Published on 01.04.2022

| AYANSH MEHRA |

I think I dislike travelling. I dislike visiting new places unlike most others who claim it as therapeutic or healing or calming or salvation or whatever they may call it. No offense to anyone, it's just my feelings. And I'm not saying because I hold some kind of grudge. I used to feel that travelling especially with people be it friends or family was some kind of recreation, a splash of colour in your monotonous life. That's what I assumed when I heard others talk and spill their travel diaries. For a long time, I even felt that maybe my company wasn't much interesting and hence I didn't enjoy it which I realise now was pretty insensitive. Blaming others for your situation? Not a good thing Ayansh, not a good thing.

I've been to trips with my classmates when I was in hostel, I've been to trips with my family, I've been to solo trips too a few times although the main purpose of that wasn't touring but nevermind. One might argue saying that nature are your best friends, breathe in the fresh air and feel free, let go off all your stress and just bask in the beauty but this too doesn't work for me.
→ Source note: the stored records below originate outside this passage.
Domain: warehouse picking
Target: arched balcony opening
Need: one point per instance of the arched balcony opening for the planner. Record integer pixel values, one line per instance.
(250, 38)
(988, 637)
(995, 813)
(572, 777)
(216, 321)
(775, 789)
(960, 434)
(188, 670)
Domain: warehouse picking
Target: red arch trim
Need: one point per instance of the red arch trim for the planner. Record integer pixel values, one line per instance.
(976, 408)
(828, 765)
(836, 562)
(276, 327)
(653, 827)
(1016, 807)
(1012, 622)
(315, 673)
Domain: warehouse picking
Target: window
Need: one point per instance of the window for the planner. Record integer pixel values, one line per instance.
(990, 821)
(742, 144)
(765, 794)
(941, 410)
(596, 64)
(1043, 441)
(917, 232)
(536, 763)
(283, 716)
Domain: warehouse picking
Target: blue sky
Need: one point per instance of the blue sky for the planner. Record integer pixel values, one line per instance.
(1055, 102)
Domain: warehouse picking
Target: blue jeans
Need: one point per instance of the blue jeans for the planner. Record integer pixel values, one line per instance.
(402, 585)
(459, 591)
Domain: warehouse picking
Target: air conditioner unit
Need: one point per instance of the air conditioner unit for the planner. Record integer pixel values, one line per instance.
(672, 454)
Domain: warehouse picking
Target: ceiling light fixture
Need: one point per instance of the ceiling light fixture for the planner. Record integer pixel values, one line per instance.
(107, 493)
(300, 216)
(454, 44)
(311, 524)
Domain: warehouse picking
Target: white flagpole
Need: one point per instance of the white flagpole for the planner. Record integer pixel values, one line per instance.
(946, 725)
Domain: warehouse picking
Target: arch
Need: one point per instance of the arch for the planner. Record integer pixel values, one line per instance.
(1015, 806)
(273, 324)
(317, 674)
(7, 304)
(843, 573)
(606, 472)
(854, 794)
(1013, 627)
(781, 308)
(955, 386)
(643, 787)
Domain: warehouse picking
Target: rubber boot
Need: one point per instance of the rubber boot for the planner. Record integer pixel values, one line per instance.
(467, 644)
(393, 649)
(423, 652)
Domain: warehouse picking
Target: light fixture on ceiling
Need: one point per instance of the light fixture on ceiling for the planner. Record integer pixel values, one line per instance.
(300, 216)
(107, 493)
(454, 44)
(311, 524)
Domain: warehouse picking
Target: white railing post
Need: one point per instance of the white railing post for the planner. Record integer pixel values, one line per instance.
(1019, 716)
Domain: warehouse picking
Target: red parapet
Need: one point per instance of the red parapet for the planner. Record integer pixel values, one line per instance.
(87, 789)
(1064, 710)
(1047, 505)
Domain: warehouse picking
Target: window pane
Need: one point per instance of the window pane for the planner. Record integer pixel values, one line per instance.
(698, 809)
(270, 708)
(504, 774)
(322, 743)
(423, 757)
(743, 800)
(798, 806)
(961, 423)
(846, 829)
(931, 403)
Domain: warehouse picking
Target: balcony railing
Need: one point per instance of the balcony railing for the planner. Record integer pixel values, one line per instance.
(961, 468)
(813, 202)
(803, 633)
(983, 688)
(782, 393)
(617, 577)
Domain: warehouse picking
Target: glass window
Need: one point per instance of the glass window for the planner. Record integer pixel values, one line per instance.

Right now it feels so stupid to wonder about this while I walk through this lush green valley searching for some isolated corner where I can have some alone time, where I'm actually not seen rather than being seen yet not seen but this is the only thing I can think about.

I'm in Mahabaleshwar currently in search of some cave where I can finally adapt asceticism.

Just kidding.

I'm here with my brother and his friends who might be busy chatting and relishing some delicacies or in sightseeing. I believe it's my introverted personality that makes it hard to get noticed. I really didn't want to come but my parents forced me to have some fun before I leave to Cambridge for my MBA. My brother simply shrugged to it as if my presence or absence didn't make any difference which is kinda true as well. I wanted to protest against the idea and say that I'll have more fun staying at home but gave up.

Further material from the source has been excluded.